To test the method, the team used it to analyse blood samples from patients known to be infected with particular viruses, including HIV and hepatitis C.
''It turns out that it works really well,'' Elledge says. ''We were in the sensitivity range of 95 to 100 per cent for those, and the specificity was good - we didn't falsely identify people who were negative. That gave us confidence that we could detect other viruses, and when we did see them we would know they were real.''
Elledge and his colleagues used VirScan to analyse the antibodies in 569 people from four countries, examining about 100 million potential antibody/epitope interactions. They found that on average, each person had antibodies to ten different species of viruses.
As expected, antibodies against certain viruses were common among adults but not in children, suggesting that children had not yet been exposed to those viruses. Individuals residing South Africa, Peru, and Thailand, tended to have antibodies against more viruses than people in the United States. The researchers also found that people infected with HIV had antibodies against many more viruses than did people without HIV.
Elledge says the team was surprised to find that antibody responses against specific viruses were surprisingly similar between individuals, with different people's antibodies recognizing identical amino acids in the viral peptides.

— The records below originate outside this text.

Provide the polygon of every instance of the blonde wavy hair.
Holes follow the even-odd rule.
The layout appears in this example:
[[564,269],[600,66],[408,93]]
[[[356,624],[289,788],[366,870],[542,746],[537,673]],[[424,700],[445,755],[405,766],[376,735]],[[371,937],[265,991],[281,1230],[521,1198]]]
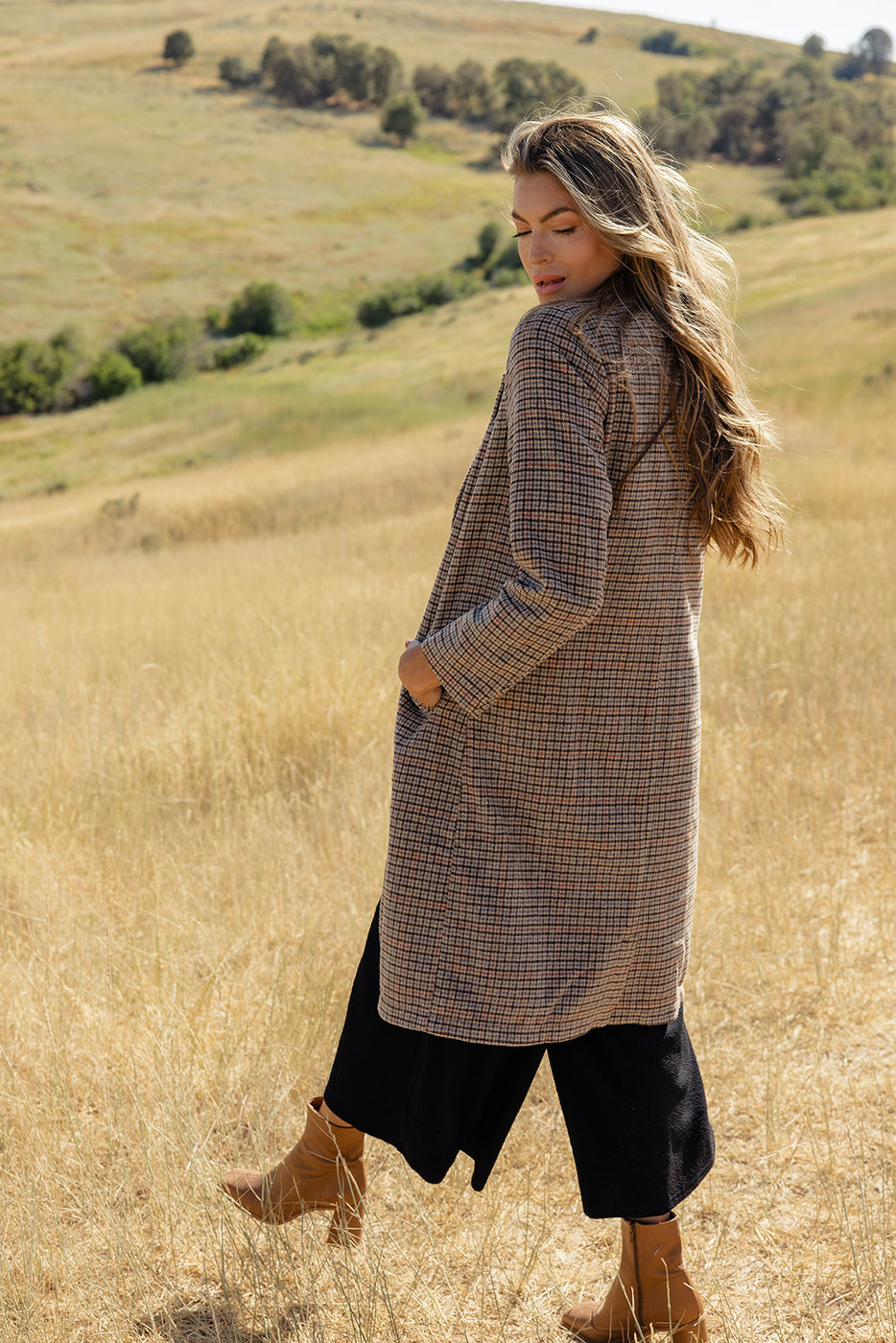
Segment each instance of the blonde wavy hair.
[[514,177],[549,173],[622,266],[595,304],[650,312],[672,351],[662,438],[689,481],[690,517],[703,544],[725,560],[756,564],[779,543],[783,506],[762,474],[774,443],[768,420],[744,387],[723,304],[733,266],[700,234],[693,193],[625,117],[548,113],[510,132],[502,154]]

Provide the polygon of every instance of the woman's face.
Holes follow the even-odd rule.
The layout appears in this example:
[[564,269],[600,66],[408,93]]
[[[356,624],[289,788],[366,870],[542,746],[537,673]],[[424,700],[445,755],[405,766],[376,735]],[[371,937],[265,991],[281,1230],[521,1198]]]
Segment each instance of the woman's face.
[[512,218],[520,261],[540,304],[587,298],[619,269],[619,254],[594,236],[572,196],[548,172],[516,179]]

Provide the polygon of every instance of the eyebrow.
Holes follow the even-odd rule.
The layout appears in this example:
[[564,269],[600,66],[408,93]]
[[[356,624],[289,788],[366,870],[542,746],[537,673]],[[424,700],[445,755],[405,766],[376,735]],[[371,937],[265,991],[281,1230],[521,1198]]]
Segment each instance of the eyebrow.
[[[575,205],[557,205],[556,210],[548,210],[547,215],[541,215],[539,220],[540,224],[547,224],[548,219],[553,219],[555,215],[578,215],[579,211]],[[517,215],[516,210],[510,211],[510,219],[519,219],[521,224],[528,224],[528,219],[523,215]]]

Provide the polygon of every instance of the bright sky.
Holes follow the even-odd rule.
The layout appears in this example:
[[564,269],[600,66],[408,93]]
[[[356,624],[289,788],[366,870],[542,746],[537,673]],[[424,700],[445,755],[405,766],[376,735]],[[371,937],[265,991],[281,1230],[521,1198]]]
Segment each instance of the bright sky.
[[[543,0],[544,3],[544,0]],[[896,39],[896,0],[549,0],[580,9],[647,13],[668,23],[699,23],[751,32],[759,38],[802,43],[810,32],[829,51],[856,46],[868,28],[885,28]],[[598,24],[599,27],[599,24]]]

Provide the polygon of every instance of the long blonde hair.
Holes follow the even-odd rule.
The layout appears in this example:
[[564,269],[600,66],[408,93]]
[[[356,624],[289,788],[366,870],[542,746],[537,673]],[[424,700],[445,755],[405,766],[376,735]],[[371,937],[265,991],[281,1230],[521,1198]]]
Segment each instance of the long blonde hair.
[[747,393],[721,306],[731,258],[688,222],[684,177],[630,121],[607,111],[523,121],[502,164],[513,176],[549,173],[586,226],[621,254],[595,302],[645,308],[666,336],[673,373],[664,414],[690,485],[692,521],[725,560],[755,564],[782,533],[780,500],[762,474],[774,435]]

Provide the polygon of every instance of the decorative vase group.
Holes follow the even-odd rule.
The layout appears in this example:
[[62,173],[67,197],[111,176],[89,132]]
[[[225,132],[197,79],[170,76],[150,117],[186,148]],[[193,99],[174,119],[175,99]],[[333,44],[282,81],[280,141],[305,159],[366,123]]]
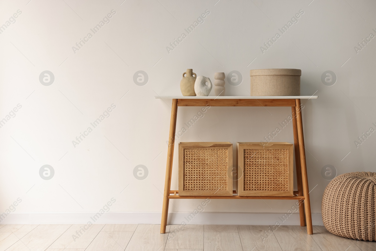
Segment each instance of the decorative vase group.
[[[214,92],[217,96],[224,96],[224,72],[216,72],[214,75]],[[192,69],[187,69],[180,81],[180,90],[183,96],[208,96],[212,87],[210,79],[203,76],[197,76]]]

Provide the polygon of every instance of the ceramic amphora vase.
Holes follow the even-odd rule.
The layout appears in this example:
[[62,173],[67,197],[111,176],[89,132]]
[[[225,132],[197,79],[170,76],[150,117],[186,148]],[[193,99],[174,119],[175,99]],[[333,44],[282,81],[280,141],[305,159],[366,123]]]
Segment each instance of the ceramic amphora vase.
[[[186,75],[184,76],[184,75]],[[194,82],[197,75],[193,72],[192,69],[187,69],[183,73],[183,79],[180,81],[180,90],[183,96],[196,96],[194,91]]]

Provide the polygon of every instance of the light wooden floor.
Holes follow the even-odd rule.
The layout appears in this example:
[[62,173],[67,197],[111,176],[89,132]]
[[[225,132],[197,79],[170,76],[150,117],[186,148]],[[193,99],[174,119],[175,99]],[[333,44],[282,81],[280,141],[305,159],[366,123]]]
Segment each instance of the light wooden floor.
[[269,226],[94,224],[78,239],[83,225],[0,225],[0,251],[374,251],[376,242],[356,241],[314,226],[280,226],[262,242]]

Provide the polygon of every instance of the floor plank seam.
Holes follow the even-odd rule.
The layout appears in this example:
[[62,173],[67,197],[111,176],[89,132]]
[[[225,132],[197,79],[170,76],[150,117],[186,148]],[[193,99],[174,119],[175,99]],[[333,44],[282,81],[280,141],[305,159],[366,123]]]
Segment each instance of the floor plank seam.
[[90,245],[90,244],[91,244],[91,243],[93,242],[93,241],[94,241],[94,240],[95,239],[95,238],[96,238],[97,237],[97,236],[98,236],[98,235],[99,234],[99,233],[100,233],[100,231],[102,231],[102,230],[103,229],[103,228],[104,228],[105,227],[106,227],[106,225],[107,225],[107,224],[105,224],[105,225],[103,226],[103,227],[102,227],[102,228],[100,229],[100,230],[98,231],[98,233],[97,234],[97,235],[96,236],[95,236],[95,237],[94,238],[93,238],[93,239],[91,240],[91,241],[90,243],[89,243],[89,245],[88,245],[88,246],[85,248],[85,250],[84,250],[83,251],[85,251],[86,250],[86,249],[88,249],[88,248],[89,246]]
[[[240,241],[240,245],[241,245],[241,250],[243,250],[243,251],[244,251],[244,249],[243,248],[243,243],[241,242],[241,239],[240,239],[240,234],[239,233],[239,229],[238,228],[238,225],[236,225],[236,229],[238,230],[238,235],[239,236],[239,239]],[[256,245],[256,246],[257,246]],[[256,247],[255,246],[255,248]],[[254,248],[253,249],[255,249]]]
[[[59,239],[59,238],[60,238],[60,237],[61,237],[61,236],[62,236],[62,235],[63,234],[64,234],[64,233],[65,233],[65,232],[66,232],[67,231],[68,231],[68,229],[69,229],[69,228],[70,228],[70,227],[71,227],[71,226],[73,226],[73,224],[71,224],[71,225],[70,225],[70,226],[69,226],[69,227],[68,227],[68,228],[67,228],[67,229],[66,229],[66,230],[65,230],[65,231],[64,231],[64,232],[63,233],[61,234],[61,235],[60,235],[60,236],[59,236],[58,237],[57,237],[57,238],[56,238],[56,240],[54,240],[54,241],[53,241],[53,242],[52,242],[52,243],[51,243],[51,244],[50,244],[50,245],[49,245],[49,246],[48,246],[48,247],[47,247],[47,248],[46,248],[46,249],[44,249],[44,251],[46,251],[46,250],[47,250],[47,249],[48,249],[48,248],[49,248],[49,247],[50,247],[50,246],[51,246],[51,245],[52,245],[52,244],[53,244],[53,243],[54,243],[55,242],[56,242],[56,240],[58,240],[58,239]],[[31,231],[30,231],[30,232],[31,232]],[[66,248],[64,248],[64,249],[66,249]]]
[[135,229],[135,231],[133,231],[133,233],[132,234],[132,236],[130,237],[130,239],[129,239],[129,241],[128,242],[128,243],[127,243],[127,245],[125,246],[125,248],[124,249],[124,251],[125,251],[125,249],[127,249],[127,247],[129,245],[129,242],[130,242],[130,241],[132,240],[132,238],[133,237],[133,235],[135,234],[135,233],[136,233],[136,231],[137,230],[137,228],[138,227],[138,225],[139,225],[139,224],[137,224],[137,226],[136,227],[136,228]]
[[[315,233],[313,233],[314,234]],[[312,236],[311,234],[309,235],[309,236],[311,238],[312,238],[312,239],[313,240],[313,241],[315,242],[315,243],[316,245],[317,245],[317,246],[318,246],[319,248],[320,249],[320,250],[321,250],[321,251],[324,251],[324,250],[323,250],[323,249],[321,248],[321,247],[320,246],[320,245],[318,245],[318,243],[316,242],[316,241],[315,240],[315,239],[314,239],[313,237],[312,237]]]
[[[269,226],[269,227],[270,228],[270,229],[273,230],[273,229],[272,228],[271,225],[270,225]],[[278,239],[277,238],[277,236],[276,236],[276,235],[274,234],[274,231],[272,231],[271,232],[273,233],[273,236],[274,236],[274,237],[275,238],[276,238],[276,240],[277,241],[277,243],[278,243],[278,245],[279,245],[279,248],[281,249],[281,250],[283,250],[283,249],[282,249],[282,247],[281,246],[280,243],[279,243],[279,242],[278,241]]]

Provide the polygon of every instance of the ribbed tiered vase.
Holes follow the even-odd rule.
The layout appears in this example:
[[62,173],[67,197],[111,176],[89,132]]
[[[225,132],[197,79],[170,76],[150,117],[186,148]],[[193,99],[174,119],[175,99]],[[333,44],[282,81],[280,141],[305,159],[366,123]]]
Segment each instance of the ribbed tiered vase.
[[224,96],[224,72],[216,72],[214,75],[214,94],[216,96]]

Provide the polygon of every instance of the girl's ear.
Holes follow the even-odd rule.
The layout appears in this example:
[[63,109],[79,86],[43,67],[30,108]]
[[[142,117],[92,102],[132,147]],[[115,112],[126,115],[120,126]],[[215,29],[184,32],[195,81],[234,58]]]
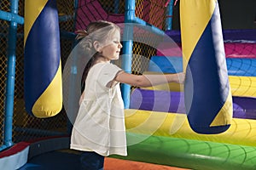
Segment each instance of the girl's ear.
[[102,53],[102,46],[98,41],[93,42],[93,47],[97,52]]

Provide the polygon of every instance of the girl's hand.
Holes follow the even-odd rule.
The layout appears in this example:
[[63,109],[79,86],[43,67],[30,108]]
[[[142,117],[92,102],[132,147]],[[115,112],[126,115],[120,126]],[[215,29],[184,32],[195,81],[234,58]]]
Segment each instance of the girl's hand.
[[177,73],[175,82],[183,84],[185,81],[185,76],[186,75],[183,72]]

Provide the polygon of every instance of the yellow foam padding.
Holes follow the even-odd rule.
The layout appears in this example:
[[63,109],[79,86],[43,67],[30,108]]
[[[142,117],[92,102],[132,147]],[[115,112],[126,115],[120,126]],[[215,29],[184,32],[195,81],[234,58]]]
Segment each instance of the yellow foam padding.
[[233,96],[256,97],[256,76],[230,76]]
[[62,80],[61,64],[60,61],[58,71],[52,82],[44,90],[42,95],[35,102],[32,113],[39,118],[54,116],[62,108]]
[[225,126],[231,124],[233,116],[233,102],[230,90],[229,91],[228,97],[225,103],[218,111],[218,115],[211,123],[211,127],[214,126]]
[[31,28],[48,0],[26,0],[24,10],[24,46]]
[[[219,134],[199,134],[189,127],[185,114],[127,109],[126,131],[203,141],[256,146],[256,120],[233,118],[230,128]],[[171,127],[175,124],[175,127]]]
[[216,0],[180,2],[183,71],[186,71],[192,52],[212,18],[215,5]]
[[[145,72],[145,74],[157,74]],[[160,75],[161,73],[159,73]],[[229,76],[232,96],[240,97],[256,97],[256,76]],[[166,90],[172,92],[183,91],[183,85],[170,82],[149,88],[141,88],[148,90]]]

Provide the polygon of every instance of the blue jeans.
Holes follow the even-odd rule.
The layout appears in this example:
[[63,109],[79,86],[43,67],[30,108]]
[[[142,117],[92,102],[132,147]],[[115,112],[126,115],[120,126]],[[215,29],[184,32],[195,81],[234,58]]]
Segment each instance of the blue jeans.
[[93,151],[84,151],[80,156],[81,169],[103,170],[104,156]]

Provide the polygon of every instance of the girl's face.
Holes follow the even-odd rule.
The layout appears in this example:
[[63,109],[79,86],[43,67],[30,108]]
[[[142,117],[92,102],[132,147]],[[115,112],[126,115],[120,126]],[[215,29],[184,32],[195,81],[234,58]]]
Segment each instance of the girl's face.
[[120,43],[120,32],[116,30],[112,37],[109,38],[108,45],[102,48],[102,55],[107,60],[116,60],[119,58],[120,49],[122,48]]

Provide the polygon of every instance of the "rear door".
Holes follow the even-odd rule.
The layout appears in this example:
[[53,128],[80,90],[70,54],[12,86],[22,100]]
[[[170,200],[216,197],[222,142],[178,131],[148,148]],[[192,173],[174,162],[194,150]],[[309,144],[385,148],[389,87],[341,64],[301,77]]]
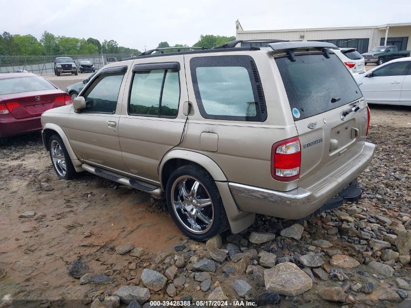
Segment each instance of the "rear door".
[[410,61],[387,63],[365,76],[361,80],[361,90],[367,102],[398,104],[410,63]]
[[[365,140],[366,104],[334,54],[305,53],[276,59],[301,144],[299,185],[329,172]],[[342,117],[344,111],[356,111]]]

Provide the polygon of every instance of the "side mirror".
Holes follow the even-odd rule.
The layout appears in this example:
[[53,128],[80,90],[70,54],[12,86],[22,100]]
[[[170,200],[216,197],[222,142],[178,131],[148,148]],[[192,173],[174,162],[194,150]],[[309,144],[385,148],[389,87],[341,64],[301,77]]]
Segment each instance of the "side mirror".
[[77,96],[73,101],[73,108],[75,112],[79,112],[86,108],[86,100],[83,96]]
[[183,105],[183,114],[186,116],[194,114],[194,108],[191,102],[184,102]]

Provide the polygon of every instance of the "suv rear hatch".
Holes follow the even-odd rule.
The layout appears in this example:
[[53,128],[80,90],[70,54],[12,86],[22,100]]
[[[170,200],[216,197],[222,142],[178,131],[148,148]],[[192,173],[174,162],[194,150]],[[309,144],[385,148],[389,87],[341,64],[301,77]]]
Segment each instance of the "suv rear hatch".
[[300,51],[274,55],[301,145],[298,186],[359,152],[356,145],[365,139],[369,118],[357,83],[334,54]]

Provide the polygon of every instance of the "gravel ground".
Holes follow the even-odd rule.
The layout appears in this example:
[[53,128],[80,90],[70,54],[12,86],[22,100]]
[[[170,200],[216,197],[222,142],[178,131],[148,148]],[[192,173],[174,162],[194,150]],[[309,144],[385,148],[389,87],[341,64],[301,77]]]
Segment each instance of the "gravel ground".
[[371,112],[376,153],[358,203],[298,221],[258,216],[206,243],[144,193],[87,174],[58,180],[39,134],[3,141],[0,307],[411,307],[411,109]]

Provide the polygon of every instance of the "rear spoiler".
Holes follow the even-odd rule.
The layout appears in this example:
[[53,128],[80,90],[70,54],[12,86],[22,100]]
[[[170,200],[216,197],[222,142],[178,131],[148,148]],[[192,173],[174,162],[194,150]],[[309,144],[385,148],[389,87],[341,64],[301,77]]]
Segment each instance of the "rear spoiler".
[[327,49],[337,48],[336,45],[331,43],[315,41],[279,42],[278,43],[271,43],[268,44],[268,45],[274,51],[282,50],[286,51],[288,58],[291,62],[295,62],[296,61],[295,56],[294,55],[295,49],[298,48],[317,48],[324,53],[324,55],[326,58],[329,58],[330,54],[328,53],[328,50]]
[[271,49],[276,51],[277,50],[292,50],[297,48],[318,48],[322,50],[324,48],[337,48],[337,47],[334,44],[327,43],[326,42],[312,41],[290,41],[290,42],[279,42],[278,43],[271,43],[268,45],[271,48]]

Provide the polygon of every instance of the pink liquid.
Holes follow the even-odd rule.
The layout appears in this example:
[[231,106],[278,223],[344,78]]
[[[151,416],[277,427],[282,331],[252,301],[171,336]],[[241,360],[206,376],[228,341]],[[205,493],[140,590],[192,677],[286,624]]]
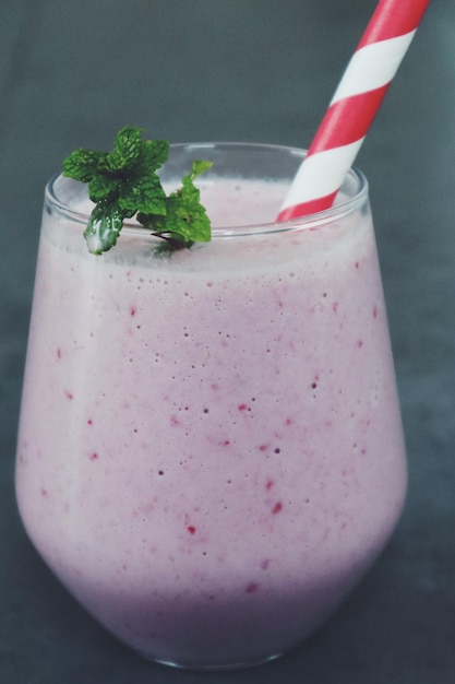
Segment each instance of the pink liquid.
[[[207,188],[213,222],[273,217],[285,190],[253,190],[246,207]],[[136,235],[92,257],[81,226],[52,221],[17,450],[31,539],[149,658],[282,653],[363,576],[403,505],[370,217],[170,260],[137,257]]]

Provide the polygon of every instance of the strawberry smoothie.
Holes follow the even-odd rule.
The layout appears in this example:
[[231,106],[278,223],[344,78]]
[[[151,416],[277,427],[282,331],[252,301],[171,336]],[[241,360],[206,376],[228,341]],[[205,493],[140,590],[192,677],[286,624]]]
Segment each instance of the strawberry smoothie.
[[[284,182],[215,174],[199,184],[214,226],[274,220]],[[147,658],[283,653],[396,524],[400,415],[367,190],[350,182],[342,217],[217,228],[170,257],[134,227],[89,255],[86,219],[46,202],[19,507],[60,580]]]

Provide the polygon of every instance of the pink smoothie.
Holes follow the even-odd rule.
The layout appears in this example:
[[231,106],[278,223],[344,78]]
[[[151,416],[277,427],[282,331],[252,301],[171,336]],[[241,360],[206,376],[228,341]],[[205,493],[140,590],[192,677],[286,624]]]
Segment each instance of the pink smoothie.
[[[285,191],[203,196],[231,225],[272,221]],[[28,534],[149,658],[282,653],[363,576],[403,505],[370,214],[170,258],[134,231],[94,257],[82,231],[45,212],[16,469]]]

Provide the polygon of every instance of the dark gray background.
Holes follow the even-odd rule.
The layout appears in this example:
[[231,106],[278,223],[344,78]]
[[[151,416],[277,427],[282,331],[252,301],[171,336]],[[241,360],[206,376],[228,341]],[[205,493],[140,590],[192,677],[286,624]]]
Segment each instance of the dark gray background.
[[400,524],[340,612],[273,664],[148,663],[53,579],[13,463],[43,189],[124,123],[172,142],[304,146],[373,0],[0,1],[0,683],[455,681],[455,7],[433,0],[358,164],[371,182],[409,455]]

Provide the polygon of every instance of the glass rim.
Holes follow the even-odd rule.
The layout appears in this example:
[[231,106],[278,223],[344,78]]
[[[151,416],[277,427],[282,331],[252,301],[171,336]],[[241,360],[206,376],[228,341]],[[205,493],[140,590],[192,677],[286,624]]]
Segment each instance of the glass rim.
[[[270,144],[270,143],[256,143],[256,142],[189,142],[189,143],[172,143],[170,145],[170,152],[172,150],[183,150],[187,149],[191,151],[194,150],[213,150],[213,149],[241,149],[244,148],[254,151],[268,151],[268,152],[280,152],[286,153],[290,156],[296,156],[303,161],[307,150],[301,148],[294,148],[288,145],[278,145],[278,144]],[[297,170],[297,169],[296,169]],[[249,237],[251,235],[256,234],[274,234],[274,233],[288,233],[292,231],[301,231],[308,228],[314,228],[316,226],[332,223],[334,221],[339,221],[345,219],[347,215],[354,213],[361,207],[367,200],[369,196],[369,184],[364,174],[357,167],[351,166],[348,170],[346,178],[350,177],[351,180],[355,181],[355,189],[352,193],[346,199],[342,199],[336,204],[333,204],[328,209],[324,209],[322,211],[318,211],[306,216],[301,216],[298,219],[290,219],[287,221],[271,221],[271,222],[259,222],[259,223],[248,223],[248,224],[232,224],[232,225],[223,225],[212,226],[212,238],[219,237]],[[79,223],[81,225],[86,225],[89,220],[89,213],[77,211],[71,207],[70,203],[67,203],[59,199],[57,191],[57,182],[61,179],[68,180],[72,184],[77,184],[77,180],[72,178],[68,178],[63,176],[62,173],[55,174],[50,180],[47,182],[45,188],[45,200],[46,202],[59,214],[67,216],[71,221]],[[344,184],[346,182],[346,179]],[[81,186],[84,184],[80,184]],[[343,186],[342,186],[343,189]],[[123,222],[122,234],[139,234],[144,236],[144,232],[147,231],[141,226],[133,219],[125,220]]]

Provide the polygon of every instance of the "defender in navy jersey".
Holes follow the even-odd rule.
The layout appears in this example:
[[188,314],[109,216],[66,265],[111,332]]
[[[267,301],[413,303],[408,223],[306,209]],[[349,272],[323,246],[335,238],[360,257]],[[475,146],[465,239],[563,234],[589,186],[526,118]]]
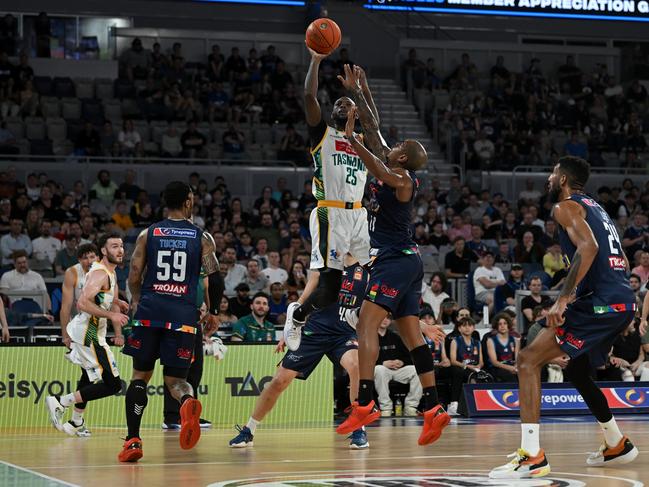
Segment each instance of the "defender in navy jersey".
[[[350,400],[356,399],[358,393],[358,341],[356,330],[352,328],[350,322],[355,323],[356,315],[353,313],[365,296],[367,271],[358,263],[349,265],[350,261],[353,262],[349,254],[345,260],[347,266],[343,270],[338,302],[309,315],[302,330],[299,348],[289,351],[284,356],[273,380],[264,388],[257,400],[248,423],[243,428],[237,426],[239,434],[230,440],[231,448],[252,446],[257,425],[271,411],[282,392],[294,379],[306,380],[325,355],[331,362],[340,363],[347,371]],[[311,281],[319,278],[319,273],[309,274]],[[283,350],[284,342],[280,341],[276,351]],[[350,438],[350,448],[360,449],[369,446],[363,428],[354,431]]]
[[201,266],[209,281],[209,315],[204,333],[218,328],[223,278],[212,236],[193,225],[191,187],[171,182],[164,191],[168,218],[151,225],[137,238],[128,284],[135,315],[133,332],[123,352],[133,357],[133,377],[126,391],[128,436],[118,458],[142,458],[140,423],[147,404],[146,387],[156,360],[163,365],[165,385],[180,403],[180,446],[193,448],[200,438],[201,403],[187,382],[196,338],[196,293]]
[[[417,194],[415,171],[428,161],[426,150],[415,140],[406,140],[388,149],[383,146],[378,123],[367,106],[359,84],[358,70],[345,66],[344,86],[352,92],[356,108],[349,111],[345,135],[375,178],[369,208],[369,232],[372,250],[370,282],[358,322],[359,397],[352,404],[349,417],[336,429],[346,434],[375,421],[380,411],[374,404],[374,364],[379,353],[378,328],[391,313],[399,333],[410,351],[412,362],[423,387],[424,427],[418,443],[436,441],[450,417],[443,410],[435,389],[435,364],[424,341],[419,324],[419,300],[423,263],[412,239],[410,224]],[[354,134],[356,114],[360,118],[367,147]],[[383,160],[386,162],[384,163]],[[437,340],[443,331],[435,328]]]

''In this paper alone we identified more antibody/peptide interactions to viral proteins than had been identified in the previous history of all viral exploration,'' he says. The surprising reproducibility of those interactions allowed the team to refine their analysis and improve the sensitivity of VirScan, and Elledge says the method will continue to improve as his team analyzes more samples. Their findings on viral epitopes may also have important implications for vaccine design.
Elledge says the approach his team has developed is not limited to antiviral antibodies. His own lab is also using it to look for antibodies that attack a body's own tissue in certain autoimmune diseases that are associated with cancer. A similar approach could also be used to screen for antibodies against other types of pathogens.